On Thu, May 16, 2024 at 10:34 AM Ian Rogers <irogers@google.com> wrote:
>
> On Wed, May 15, 2024 at 10:04 PM Ian Rogers <irogers@google.com> wrote:
> >
> > On Wed, May 15, 2024 at 9:20 PM Ian Rogers <irogers@google.com> wrote:
> > >
> > > Allow uid and gid to be terms in BPF filters by first breaking the
> > > connection between filter terms and PERF_SAMPLE_xx values. Calculate
> > > the uid and gid using the bpf_get_current_uid_gid helper, rather than
> > > from a value in the sample. Allow filters to be passed to perf top, this allows:
> > >
> > > $ perf top -e cycles:P --filter "uid == $(id -u)"
> > >
> > > to work as a "perf top -u" workaround, as "perf top -u" usually fails
> > > due to processes/threads terminating between the /proc scan and the
> > > perf_event_open.
> >
> > Fwiw, something I noticed playing around with this (my workload was
> > `perf test -w noploop 100000` as different users) is that old samples
> > appeared to linger around making terminated processes still appear in
> > the top list. My guess is that there aren't other samples showing up
> > and pushing the old sample events out of the ring buffers due to the
> > filter. This can look quite odd and I don't know if we have a way to
> > improve upon it, flush the ring buffers, histograms, etc. It appears
> > to be a latent `perf top` issue that you could encounter on other low
> > frequency events, but I thought I'd mention it anyway.
>
> Some other thoughts:
>
>  - It is kind of annoying with the --filter option (either on top or
> record) that there first needs to be an event to filter on. It'd be
> nice if we could just filter the default event.

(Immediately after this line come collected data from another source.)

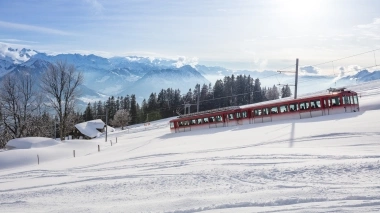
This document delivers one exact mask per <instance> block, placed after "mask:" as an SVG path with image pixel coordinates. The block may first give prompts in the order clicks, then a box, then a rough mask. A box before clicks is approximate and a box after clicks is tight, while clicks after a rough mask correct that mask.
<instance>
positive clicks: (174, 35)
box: [0, 0, 380, 72]
mask: <svg viewBox="0 0 380 213" xmlns="http://www.w3.org/2000/svg"><path fill="white" fill-rule="evenodd" d="M378 11H380V1H378V0H361V1H354V0H318V1H317V0H310V1H302V0H286V1H285V0H255V1H248V0H246V1H245V0H228V1H227V0H191V1H190V0H189V1H183V0H182V1H178V0H177V1H171V0H165V1H163V0H156V1H153V0H151V1H146V0H138V1H137V0H123V1H121V0H113V1H106V0H78V1H69V0H55V1H39V0H12V1H0V42H2V43H5V44H8V45H11V46H13V47H28V48H32V49H35V50H37V51H41V52H46V53H51V54H58V53H82V54H96V55H100V56H104V57H111V56H130V55H137V56H149V57H162V58H179V57H186V58H187V59H188V60H192V61H194V60H195V61H198V63H200V64H204V65H213V66H223V67H226V68H230V69H247V70H276V69H277V70H280V69H283V68H287V67H293V66H294V64H295V59H296V58H299V59H300V65H301V66H304V67H306V66H309V65H315V64H320V63H324V62H327V61H332V60H335V59H339V58H343V57H346V56H350V55H355V54H359V53H363V52H368V51H371V50H375V49H379V48H380V13H379V12H378ZM376 59H377V60H376ZM376 61H380V50H378V51H372V52H370V53H368V54H363V55H360V56H358V57H355V58H350V59H349V61H348V60H346V61H338V62H337V63H336V64H328V65H323V66H325V67H323V66H319V68H320V69H323V70H324V71H325V72H327V70H329V71H328V72H334V71H335V70H336V69H339V66H345V67H346V69H347V68H348V66H359V67H367V66H373V65H375V64H376ZM330 67H332V68H331V69H330Z"/></svg>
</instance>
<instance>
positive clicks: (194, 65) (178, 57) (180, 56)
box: [173, 56, 198, 68]
mask: <svg viewBox="0 0 380 213" xmlns="http://www.w3.org/2000/svg"><path fill="white" fill-rule="evenodd" d="M197 64H198V58H197V57H193V58H186V57H185V56H180V57H178V60H177V62H176V63H174V64H173V65H175V66H176V67H177V68H180V67H183V66H185V65H190V66H192V67H195V65H197Z"/></svg>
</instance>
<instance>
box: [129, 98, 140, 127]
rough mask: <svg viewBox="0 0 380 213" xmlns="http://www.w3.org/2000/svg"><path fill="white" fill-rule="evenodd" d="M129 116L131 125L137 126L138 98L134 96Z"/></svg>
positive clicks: (129, 110) (131, 101) (137, 120)
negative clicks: (137, 105) (136, 99)
mask: <svg viewBox="0 0 380 213" xmlns="http://www.w3.org/2000/svg"><path fill="white" fill-rule="evenodd" d="M129 114H130V115H131V124H136V123H137V121H138V118H137V103H136V96H135V95H134V94H133V95H131V108H130V110H129Z"/></svg>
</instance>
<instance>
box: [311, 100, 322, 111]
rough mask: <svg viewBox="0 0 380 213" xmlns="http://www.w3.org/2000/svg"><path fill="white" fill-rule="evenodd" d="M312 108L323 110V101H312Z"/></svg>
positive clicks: (318, 100)
mask: <svg viewBox="0 0 380 213" xmlns="http://www.w3.org/2000/svg"><path fill="white" fill-rule="evenodd" d="M310 106H311V108H312V109H315V108H321V101H320V100H312V101H310Z"/></svg>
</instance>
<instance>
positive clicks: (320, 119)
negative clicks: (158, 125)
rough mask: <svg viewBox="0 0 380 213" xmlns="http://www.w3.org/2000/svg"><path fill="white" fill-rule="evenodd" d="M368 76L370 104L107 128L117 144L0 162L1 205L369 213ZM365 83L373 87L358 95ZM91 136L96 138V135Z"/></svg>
mask: <svg viewBox="0 0 380 213" xmlns="http://www.w3.org/2000/svg"><path fill="white" fill-rule="evenodd" d="M372 84H373V85H372V86H368V85H367V84H366V85H364V86H361V87H360V86H356V87H357V88H356V89H358V90H360V91H361V92H362V94H363V98H362V99H361V101H362V104H363V108H365V107H366V106H367V107H368V109H374V110H369V111H361V112H360V113H356V114H344V115H335V116H326V117H319V118H314V119H305V120H295V121H287V122H278V123H273V124H260V125H257V127H255V128H253V127H252V126H250V125H246V126H241V127H228V128H220V129H213V130H205V131H203V130H202V131H199V132H186V133H183V134H182V133H180V134H168V131H169V130H168V127H167V126H166V125H160V126H158V127H157V128H156V127H153V126H152V127H151V128H148V130H146V128H145V127H136V128H135V130H133V129H131V130H128V131H130V132H127V131H123V132H116V133H113V134H110V137H112V136H118V137H119V140H118V143H117V144H114V146H112V147H111V146H110V145H107V146H103V147H104V148H102V151H101V152H100V153H98V152H97V151H88V150H86V151H83V153H84V154H82V155H79V156H78V157H77V158H72V157H71V158H69V157H65V158H59V159H58V158H57V159H55V160H54V159H53V160H51V161H49V162H43V161H42V162H41V164H40V165H23V164H20V166H19V167H17V166H16V167H14V168H7V169H3V170H0V207H1V209H2V212H24V211H28V212H163V213H190V212H208V213H211V212H212V213H215V212H268V213H269V212H378V211H380V152H379V151H380V124H378V122H377V119H378V118H379V116H380V110H379V109H380V95H379V90H380V86H379V85H377V84H374V83H372ZM369 85H371V84H369ZM367 91H369V93H367V94H375V95H371V96H364V94H366V92H367ZM373 102H374V103H375V104H374V105H373V104H372V105H371V106H370V103H373ZM366 104H367V105H366ZM376 104H377V105H376ZM376 106H377V107H376ZM371 118H373V119H372V120H371ZM152 125H154V123H152ZM366 125H367V126H366ZM165 126H166V127H165ZM162 127H164V128H162ZM139 128H140V130H139ZM310 128H312V130H310ZM291 129H293V130H294V131H295V134H294V136H293V137H290V136H289V135H290V131H291ZM85 142H87V143H93V141H91V142H90V141H85ZM94 142H95V143H94V146H95V145H96V144H98V143H100V144H102V143H103V144H105V143H104V138H99V139H95V140H94ZM101 142H102V143H101ZM103 144H102V145H103ZM31 151H32V149H31ZM7 152H12V151H3V152H0V160H1V159H2V158H1V157H2V155H4V154H5V153H7ZM78 153H80V150H78ZM42 157H43V156H42ZM42 159H43V158H42ZM0 162H1V161H0Z"/></svg>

Hmm.. right.  It should work with the default event when
no -e option is given.

>
>  - Should "perf top --uid=1234" be removed or turned into  an alias
> for '--filter "uid == $(id -u)"' given the --uid option generally
> doesn't work?

I think --uid should not fail if it cannot find the task.
I had a similar situation for perf stat --for-each-cgroup
and made it ignore the failures.

>
>  - What should happen to the perf top --pid and --tid options, should
> they be filters? Should they fallback on /proc scanning if there
> aren't sufficient BPF permissions? The plumbing for that is going to
> be messy.

I'm not inclined to do such things.

>
>  - There should probably be a way to filter on cgroups.

+1

>
>  - Does the user care that there are 3 kinds of filter that will work
> differently? Could we break them apart to make it more explicit, I may
> want tracepoint events with a BPF filter. How can we ensure 1 syntax
> for the 3 kinds of filter.
>
>  - Filtering on register values could be potentially interesting, for
> example, sampling on memcpy-s where the length is over a threshold. We
> have a register capture test:
> https://git.kernel.org/pub/scm/linux/kernel/git/perf/perf-tools-next.git/tree/tools/perf/tests/shell/record.sh#n81
> Perhaps the filter could look something like 'perf record -g -e
> mem:$ADDRESS_OF_MEMCPY:x --filter "reg:rdx > 1024"' -  this makes me
> think we need to make a more convenient way to specify memory
> addresses as symbols.

I've been thinking about a similar idea on uftrace.
It would filter the function based on the value of an
argument or a global variable.

Thanks,
Namhyung


> >
> > > Ian Rogers (3):
> > >   perf bpf filter: Give terms their own enum
> > >   perf bpf filter: Add uid and gid terms
> > >   perf top: Allow filters on events
> > >
> > >  tools/perf/Documentation/perf-record.txt     |  2 +-
> > >  tools/perf/Documentation/perf-top.txt        |  4 ++
> > >  tools/perf/builtin-top.c                     |  9 +++
> > >  tools/perf/util/bpf-filter.c                 | 55 ++++++++++++----
> > >  tools/perf/util/bpf-filter.h                 |  5 +-
> > >  tools/perf/util/bpf-filter.l                 | 66 +++++++++----------
> > >  tools/perf/util/bpf-filter.y                 |  7 +-
> > >  tools/perf/util/bpf_skel/sample-filter.h     | 27 +++++++-
> > >  tools/perf/util/bpf_skel/sample_filter.bpf.c | 67 +++++++++++++++-----
> > >  9 files changed, 172 insertions(+), 70 deletions(-)
> > >
> > > --
> > > 2.45.0.rc1.225.g2a3ae87e7f-goog
> > >